All correct data from paper CRFs that have undergone careful screening will be translated into electronic information and stored in the database. During this procedure, data will be entered twice by two participant-blinded people to allow a double check for accuracy. When data revision is required, the corrected data will be entered by independent trial coordinators under the supervision of both trial investigators and inspectors. Access to the database will be strongly restricted. The principal investigator and biostatistician will be able to log into the data set and get full access to the information only on permission from the head of this study. Data backups and paper CRFs archiving will be performed regularly by trial coordinators. If required, data transfer between centres will be encrypted, and any information capable of identifying individuals will be removed.

Statistical analysis

Continuous data were indicated with mean±SD while categorical data were reported with number and percentage (%). The independent t-test was used to compare means between the two groups. If normality was not assumed, non-parametric tests including Kruskal-Wallis test, Friedman test and Mann-Whitney would be used. Categorical results were compared by χ² test or Fisher’s exact test (if expected value <5 was found). Kaplan-Meier survival analysis was used to observe the univariate trend of group factor to outcomes. The statistical significance level for all the tests was set at a p value <0.05. Statistical analyses were performed using IBM SPSS V.20 (SPSS Statistics).

Kaplan-Meier survival analysis was used to compare the primary efficacy outcome indicator (the incidence of unfavored events including death, liver transplantation and treatment abandonment) between the two groups. The independent t-test or non-parametric tests will be used to compare the secondary efficacy outcome indicators (serum TBIL, ALB, creatinine and PT) and clinical safety indicators (HGB, PLT) between the two groups. χ² test or Fisher’s exact test will be used to compare the secondary efficacy outcome indicator (AEs).

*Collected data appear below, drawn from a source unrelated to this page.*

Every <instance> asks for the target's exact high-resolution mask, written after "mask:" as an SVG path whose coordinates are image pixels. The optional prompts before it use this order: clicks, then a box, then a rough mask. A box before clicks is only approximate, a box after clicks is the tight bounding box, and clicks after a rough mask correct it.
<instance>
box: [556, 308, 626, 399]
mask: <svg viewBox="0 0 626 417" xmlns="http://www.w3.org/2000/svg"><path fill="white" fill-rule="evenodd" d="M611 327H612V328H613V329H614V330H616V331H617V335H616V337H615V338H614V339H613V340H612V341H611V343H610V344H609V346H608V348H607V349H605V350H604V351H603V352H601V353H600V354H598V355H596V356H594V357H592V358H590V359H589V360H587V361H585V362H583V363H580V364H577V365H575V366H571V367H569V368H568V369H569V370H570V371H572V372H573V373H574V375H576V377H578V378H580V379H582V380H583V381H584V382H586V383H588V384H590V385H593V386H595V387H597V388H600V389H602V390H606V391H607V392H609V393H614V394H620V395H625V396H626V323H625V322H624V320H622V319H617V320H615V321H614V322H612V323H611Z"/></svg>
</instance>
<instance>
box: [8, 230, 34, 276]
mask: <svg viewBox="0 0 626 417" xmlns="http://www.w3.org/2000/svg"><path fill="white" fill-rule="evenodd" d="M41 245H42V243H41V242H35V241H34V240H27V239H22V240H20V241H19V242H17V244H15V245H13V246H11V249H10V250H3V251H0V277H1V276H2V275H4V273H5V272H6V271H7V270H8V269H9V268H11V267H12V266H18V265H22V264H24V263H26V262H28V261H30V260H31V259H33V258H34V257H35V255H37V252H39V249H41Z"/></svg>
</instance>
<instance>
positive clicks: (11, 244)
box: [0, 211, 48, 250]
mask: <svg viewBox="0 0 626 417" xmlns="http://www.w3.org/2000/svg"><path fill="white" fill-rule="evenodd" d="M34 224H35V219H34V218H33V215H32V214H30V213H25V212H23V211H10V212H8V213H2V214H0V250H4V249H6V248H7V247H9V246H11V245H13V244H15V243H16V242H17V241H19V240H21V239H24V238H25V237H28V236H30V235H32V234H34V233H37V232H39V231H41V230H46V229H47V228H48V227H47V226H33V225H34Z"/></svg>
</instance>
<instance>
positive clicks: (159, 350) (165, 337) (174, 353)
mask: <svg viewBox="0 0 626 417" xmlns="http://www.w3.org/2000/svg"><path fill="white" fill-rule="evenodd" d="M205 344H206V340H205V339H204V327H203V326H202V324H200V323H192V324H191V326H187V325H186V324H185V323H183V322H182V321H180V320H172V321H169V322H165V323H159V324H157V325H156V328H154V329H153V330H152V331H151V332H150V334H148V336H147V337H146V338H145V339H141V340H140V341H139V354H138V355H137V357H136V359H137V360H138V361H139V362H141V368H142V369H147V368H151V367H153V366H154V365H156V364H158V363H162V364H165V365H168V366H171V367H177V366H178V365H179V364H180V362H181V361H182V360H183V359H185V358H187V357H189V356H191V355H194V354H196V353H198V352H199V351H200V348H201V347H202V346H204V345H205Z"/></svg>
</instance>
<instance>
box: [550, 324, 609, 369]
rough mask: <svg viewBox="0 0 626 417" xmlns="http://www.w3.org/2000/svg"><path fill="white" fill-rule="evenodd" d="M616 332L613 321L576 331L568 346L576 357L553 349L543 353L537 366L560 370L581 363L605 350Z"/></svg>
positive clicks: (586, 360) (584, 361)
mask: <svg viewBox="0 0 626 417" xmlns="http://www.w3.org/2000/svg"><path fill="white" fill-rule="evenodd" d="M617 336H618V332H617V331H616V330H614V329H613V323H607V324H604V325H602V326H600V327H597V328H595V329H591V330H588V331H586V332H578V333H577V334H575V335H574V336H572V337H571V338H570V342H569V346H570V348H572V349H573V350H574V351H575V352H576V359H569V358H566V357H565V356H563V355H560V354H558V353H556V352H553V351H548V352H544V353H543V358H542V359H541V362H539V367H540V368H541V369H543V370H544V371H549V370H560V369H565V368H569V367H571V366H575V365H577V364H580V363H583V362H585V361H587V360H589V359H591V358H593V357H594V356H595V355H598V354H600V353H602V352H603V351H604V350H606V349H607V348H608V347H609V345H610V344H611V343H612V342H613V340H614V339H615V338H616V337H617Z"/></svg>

If required, statistical analysis between subgroups will be performed.

Data monitoring

The final database will be duplicated and uploaded to data monitoring committee (DMC) of the Third Affiliated Hospital of Sun Yat-sen University, to ensure the unique and accuracy of the data. DMC is independent from the sponsor and competing interests.

Termination of the trial can be decided from ethics committee or national administration agency if the clinical trial is proven to be harmful to participants.

Patient and public involvement

Patients or the public were not involved in the design, or conduct, or reporting, or dissemination plans of our research.